“Startups by Recent University Graduates and their Faculty,” T. Astebro, N. Bazzazian & S. Braguinsky (2012)

Since the Bayh-Dole Act of 1980, universities that receive federal research funding have been encourage to patent their research and license it to private industry.  The benefits of the patenting rule are still very much in dispute, but surely everyone can agree that the spread of academic research into real firms has been a net positive?  At many universities, faculty are even explicitly encouraged to commercialize their research, through start-ups and other means.

Astebro et al point out that something is missing here, though.  Google is a university spinoff, but spun off by two PhD students at Stanford.  Facebook and Microsoft are university spinoffs, but spun off by undergraduate students.  Indeed, faculty don’t seem to be very entrepreneurial at all: the median top-100 US university in any given year has zero such spinoffs.

Using data from a (somewhat) longitudinal survey of university undergraduates, along with existing faculty spinoff data, the authors point out that students, within a few years of graduating, are twice as likely as faculty during that period to form their own business.  Since there are so many more students, this means that 24 times more startups come from recent university grads than from faculty.  And these are not low-quality startups or disguised unemployment: 36 percent of the businesses are still around in a follow-up survey two years later.  Earnings from these startups is particularly strong for those students who claim their business is in an area related to their studies, and for students at research universities in the NRC top 10 for doctoral research.  
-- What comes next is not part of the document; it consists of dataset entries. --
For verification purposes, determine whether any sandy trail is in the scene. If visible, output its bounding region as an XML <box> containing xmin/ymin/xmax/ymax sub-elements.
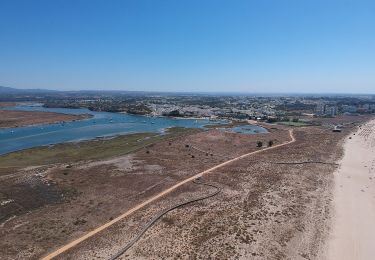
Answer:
<box><xmin>326</xmin><ymin>120</ymin><xmax>375</xmax><ymax>260</ymax></box>
<box><xmin>42</xmin><ymin>129</ymin><xmax>296</xmax><ymax>260</ymax></box>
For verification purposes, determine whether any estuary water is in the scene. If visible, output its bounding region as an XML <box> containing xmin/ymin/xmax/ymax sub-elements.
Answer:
<box><xmin>0</xmin><ymin>104</ymin><xmax>267</xmax><ymax>155</ymax></box>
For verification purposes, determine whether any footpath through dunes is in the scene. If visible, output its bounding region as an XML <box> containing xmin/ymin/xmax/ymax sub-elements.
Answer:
<box><xmin>50</xmin><ymin>123</ymin><xmax>358</xmax><ymax>259</ymax></box>
<box><xmin>43</xmin><ymin>130</ymin><xmax>295</xmax><ymax>260</ymax></box>
<box><xmin>326</xmin><ymin>120</ymin><xmax>375</xmax><ymax>260</ymax></box>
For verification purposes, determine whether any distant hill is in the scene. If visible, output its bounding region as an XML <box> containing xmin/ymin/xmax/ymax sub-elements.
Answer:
<box><xmin>0</xmin><ymin>86</ymin><xmax>57</xmax><ymax>94</ymax></box>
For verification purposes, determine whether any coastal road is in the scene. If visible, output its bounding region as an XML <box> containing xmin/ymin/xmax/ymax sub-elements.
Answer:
<box><xmin>42</xmin><ymin>129</ymin><xmax>296</xmax><ymax>260</ymax></box>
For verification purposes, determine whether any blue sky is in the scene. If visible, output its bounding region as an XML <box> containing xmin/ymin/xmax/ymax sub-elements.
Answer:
<box><xmin>0</xmin><ymin>0</ymin><xmax>375</xmax><ymax>93</ymax></box>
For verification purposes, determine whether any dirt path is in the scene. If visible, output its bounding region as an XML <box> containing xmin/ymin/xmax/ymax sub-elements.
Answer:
<box><xmin>325</xmin><ymin>121</ymin><xmax>375</xmax><ymax>260</ymax></box>
<box><xmin>42</xmin><ymin>129</ymin><xmax>296</xmax><ymax>260</ymax></box>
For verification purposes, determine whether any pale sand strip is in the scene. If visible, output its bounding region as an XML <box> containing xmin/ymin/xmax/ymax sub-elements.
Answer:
<box><xmin>326</xmin><ymin>120</ymin><xmax>375</xmax><ymax>260</ymax></box>
<box><xmin>42</xmin><ymin>129</ymin><xmax>296</xmax><ymax>260</ymax></box>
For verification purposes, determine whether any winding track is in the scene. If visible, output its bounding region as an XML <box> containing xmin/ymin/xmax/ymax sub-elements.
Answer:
<box><xmin>42</xmin><ymin>129</ymin><xmax>296</xmax><ymax>260</ymax></box>
<box><xmin>109</xmin><ymin>180</ymin><xmax>221</xmax><ymax>260</ymax></box>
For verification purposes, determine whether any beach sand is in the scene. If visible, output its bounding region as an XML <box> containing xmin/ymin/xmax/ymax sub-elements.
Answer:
<box><xmin>325</xmin><ymin>120</ymin><xmax>375</xmax><ymax>260</ymax></box>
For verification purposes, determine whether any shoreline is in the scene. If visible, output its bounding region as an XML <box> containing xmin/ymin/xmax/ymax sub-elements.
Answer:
<box><xmin>324</xmin><ymin>119</ymin><xmax>375</xmax><ymax>260</ymax></box>
<box><xmin>0</xmin><ymin>109</ymin><xmax>93</xmax><ymax>130</ymax></box>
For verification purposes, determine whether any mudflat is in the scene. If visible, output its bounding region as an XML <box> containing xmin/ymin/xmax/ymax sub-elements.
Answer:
<box><xmin>0</xmin><ymin>110</ymin><xmax>89</xmax><ymax>128</ymax></box>
<box><xmin>326</xmin><ymin>120</ymin><xmax>375</xmax><ymax>260</ymax></box>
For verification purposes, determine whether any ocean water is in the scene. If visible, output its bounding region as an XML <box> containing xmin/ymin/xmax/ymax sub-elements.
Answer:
<box><xmin>0</xmin><ymin>104</ymin><xmax>267</xmax><ymax>155</ymax></box>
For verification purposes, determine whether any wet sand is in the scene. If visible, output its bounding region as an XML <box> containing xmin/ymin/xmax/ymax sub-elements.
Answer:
<box><xmin>326</xmin><ymin>120</ymin><xmax>375</xmax><ymax>260</ymax></box>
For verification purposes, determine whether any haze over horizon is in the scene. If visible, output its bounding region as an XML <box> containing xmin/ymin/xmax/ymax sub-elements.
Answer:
<box><xmin>0</xmin><ymin>0</ymin><xmax>375</xmax><ymax>94</ymax></box>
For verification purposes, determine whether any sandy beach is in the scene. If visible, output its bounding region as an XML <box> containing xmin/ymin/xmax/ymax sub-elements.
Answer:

There is very little in the way of identification in this paper, so read this as only a first go through the data. Nonetheless, the basic point is clear: if you are a region who wants to leverage universities for new business growth, developing better and more entrepreneurial students seems to trump encouraging faculty to run businesses. Indeed, to the extent that faculty create the human capital these students will use in their businesses, such faculty-biased policies may be counterproductive. The authors discuss a couple case studies, including the interesting E-school program at Chalmers in Gothenberg, Sweden, which perhaps provide a way forward here. 

A broader takeaway, which hopefully is well-known already: the link between urban policy and invention/entrepreneurship policy is ridiculously important.